Mediazione nelle Marche: intenso incontro ad Ancona

 

Solo posti in piedi alla Loggia dei Mercanti” si potrebbe dire dell’evento di ieri.

In una sala stracolma, infatti,  si è svolto il primo incontro coordinato tra Camere di Commercio delle Marche e Università di Camerino per fare il punto sulla mediazione.

Un pubblico composto sia da avvocati che da mediatori ha seguito e partecipato con interesse ad un seminario che, come ha notato il Prof. Arieta, non voleva essere né un convegno né una conferenza, ma un momento di confronto interattivo e pratico sulle tante problematiche ancora aperte ad un anno dalla prima applicazione del d. lgs. 28/2010.

Gli argomenti trattati dai relatori erano in parte costituiti dalle domande poste direttamente dai partecipanti attraverso l’apposito modulo predisposto in fase di iscrizione.

Sono così emerse questioni di grande complessità, che meriteranno certamente ulteriore riflessione e studio.

Provo ad elencarne alcune molto velocemente

1) Per quanto concerne la divisione immobiliare o il trasferimento di diritti reali , ad esempio si pone il delicato problema della forma e del contenuto dell’accordo che, in ogni caso, non potrà dirsi perfezionato davanti al mediatore, occorrendo, ancora, l’autentica delle firme da parte del notaio: potranno in tale ultima fase presentarsi problemi non emersi in mediazione (aspetti tecnico-notarili, come la verifica di tutte le certificazioni di legge, la regolarità urbanistica, la consistenza e coerenza catastale ex artt.  14 e 15 dell”art. 19 del D.L. 78/2010)?  Ciò potrebbe compromettere l’accordo e, forse, essere aprire questioni di responsabilità per il mediatore per non aver fatto emergere simili problemi? In questi casi la conclusione della mediazione con un preliminare è sufficiente? Il mediatore o l’organismo dovrebbero in qualche misura preoccuparsi della eventuale trascrizione del preliminare, “a garanzia” del complessivo perfezionamento dell’atto traslativo o divisorio?

2) Non meno interessante l’esame della giurisprudenza che si sta via via formando in tema di omologa o i rapporti tra mediazione e procedimento monitorio, per non parlare della spinosa questione dell’usucapione in mediazione.

3) Un problema a parte è rappresentato dal trattamento fiscale: per i verbali o accordi di mediazione che devono essere sottoposti a tassazione in misura fissa (come le locazioni) e non in caso d’uso, il termine per effettuare la registrazione decorre dalla loro formazione.
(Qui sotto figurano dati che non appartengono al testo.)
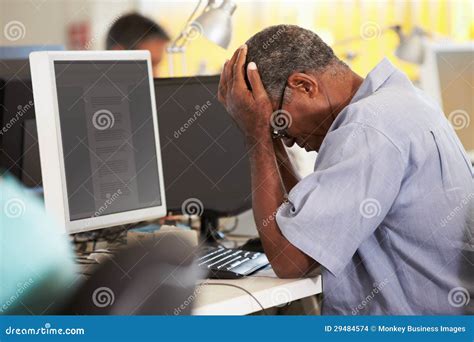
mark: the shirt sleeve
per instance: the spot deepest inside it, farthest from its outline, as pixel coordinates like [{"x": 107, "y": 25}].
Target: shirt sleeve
[{"x": 331, "y": 212}]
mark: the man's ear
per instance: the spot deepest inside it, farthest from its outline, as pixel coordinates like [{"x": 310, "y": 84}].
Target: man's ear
[{"x": 304, "y": 83}]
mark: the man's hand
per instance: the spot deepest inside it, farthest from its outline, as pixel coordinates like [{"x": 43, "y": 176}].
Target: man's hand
[{"x": 250, "y": 109}]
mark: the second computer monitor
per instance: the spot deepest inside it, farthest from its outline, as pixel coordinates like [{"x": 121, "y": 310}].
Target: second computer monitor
[
  {"x": 98, "y": 137},
  {"x": 205, "y": 159}
]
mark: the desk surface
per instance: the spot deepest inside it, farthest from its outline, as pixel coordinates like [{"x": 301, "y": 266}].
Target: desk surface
[{"x": 215, "y": 299}]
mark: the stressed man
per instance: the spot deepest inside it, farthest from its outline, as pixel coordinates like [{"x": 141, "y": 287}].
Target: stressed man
[{"x": 377, "y": 212}]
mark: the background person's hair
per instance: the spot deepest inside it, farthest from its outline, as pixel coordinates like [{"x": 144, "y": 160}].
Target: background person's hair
[
  {"x": 281, "y": 50},
  {"x": 132, "y": 29}
]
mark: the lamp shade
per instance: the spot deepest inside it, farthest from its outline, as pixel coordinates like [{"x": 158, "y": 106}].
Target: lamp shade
[
  {"x": 216, "y": 24},
  {"x": 411, "y": 47}
]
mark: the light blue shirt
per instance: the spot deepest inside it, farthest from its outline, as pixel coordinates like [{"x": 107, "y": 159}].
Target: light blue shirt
[
  {"x": 37, "y": 270},
  {"x": 388, "y": 211}
]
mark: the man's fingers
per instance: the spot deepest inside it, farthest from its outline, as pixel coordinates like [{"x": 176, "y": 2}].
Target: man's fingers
[
  {"x": 238, "y": 68},
  {"x": 258, "y": 90},
  {"x": 229, "y": 68},
  {"x": 222, "y": 89}
]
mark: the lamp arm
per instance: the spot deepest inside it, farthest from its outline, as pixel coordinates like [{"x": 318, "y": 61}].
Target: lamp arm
[{"x": 174, "y": 43}]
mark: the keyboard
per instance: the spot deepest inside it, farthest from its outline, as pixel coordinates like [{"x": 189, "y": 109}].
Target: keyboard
[{"x": 230, "y": 263}]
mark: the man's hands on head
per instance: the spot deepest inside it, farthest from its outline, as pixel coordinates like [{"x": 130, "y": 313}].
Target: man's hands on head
[{"x": 251, "y": 109}]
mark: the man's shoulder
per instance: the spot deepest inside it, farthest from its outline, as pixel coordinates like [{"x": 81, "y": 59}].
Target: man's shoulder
[{"x": 396, "y": 111}]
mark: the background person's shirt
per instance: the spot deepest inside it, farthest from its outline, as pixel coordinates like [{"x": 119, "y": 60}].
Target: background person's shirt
[
  {"x": 37, "y": 270},
  {"x": 388, "y": 211}
]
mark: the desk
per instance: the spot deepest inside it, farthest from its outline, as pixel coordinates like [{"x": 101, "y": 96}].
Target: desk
[{"x": 270, "y": 292}]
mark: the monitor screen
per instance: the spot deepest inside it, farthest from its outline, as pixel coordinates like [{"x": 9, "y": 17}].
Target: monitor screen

Dalla data di deposito presso l’Organismo decorrono quindi i 20 o 30 giorni di legge: bisogna riflettere sul fatto che se tale accordo deve essere omologato in tribunale, occorre comunque procedere alla registrazione, poiché non sembra che operino una sospensione dei termini di registro per effetto della pendenza del procedimento di omologa (il problema non si pone per gli atti tassabili solo in caso d’uso, giacché in tale ipotesi la registrazione va effettuata dopo l’omologa e viene inviata ai competenti uffici direttamente dal cancelliere).

4) Sul versante della tecnica e degli incontri di mediazione si è notata la rilevanza dell’atteggiamento degli avvocati in mediazione e l'”ansia da proposta” in capo al mediatore:  quest’ultima dovrebbe essere utilizzata come extrema ratio e solo quando tutte le altre tecniche sono fallite.

Può capitare, invece, che il mediatore, soprattutto non molto esperto, di fronte alle prime difficoltà decida di optare per la proposta alterando purtroppo da subito le dinamiche negoziali, assumendo un approccio troppo direttivo e … poco conciliante.

Un pensiero su “Mediazione nelle Marche: intenso incontro ad Ancona

  1. Gian Marco Boccanera

    Con grande piacere vedo che la mediazione inizia ad andare in profondità anche nell’analisi di alcuni aspetti tecnici che meritano adeguata attenzione da parte di noi operatori.
    Sulla tassabilità dei verbali di Conciliazione ai fini del registro in misura fissa forse sarebbe auspicabile un pronunciamento a mezzo Circolare Ministeriale MinFinanze per il caso di omologa che si protrae oltre il termine (esiguo) previsto per la tassazione.
    Circa il generale “meme” che emerge dall’interessante incontro di Ancona,sottolinerei la rilevanza dell’atteggiamento dei colleghi avvocati nella procedura di mediazione finalizzata alla conciliazione. E soprattutto “l’animus conciliandi” di addivenire ad un accordo, piuttosto che un approccio poco convinto, quando non addirittura strumentalmente ostruzionistico, perchè finalizzato solo al veloce superamento di una “fase” propedeutica al tradizionale contenzioso.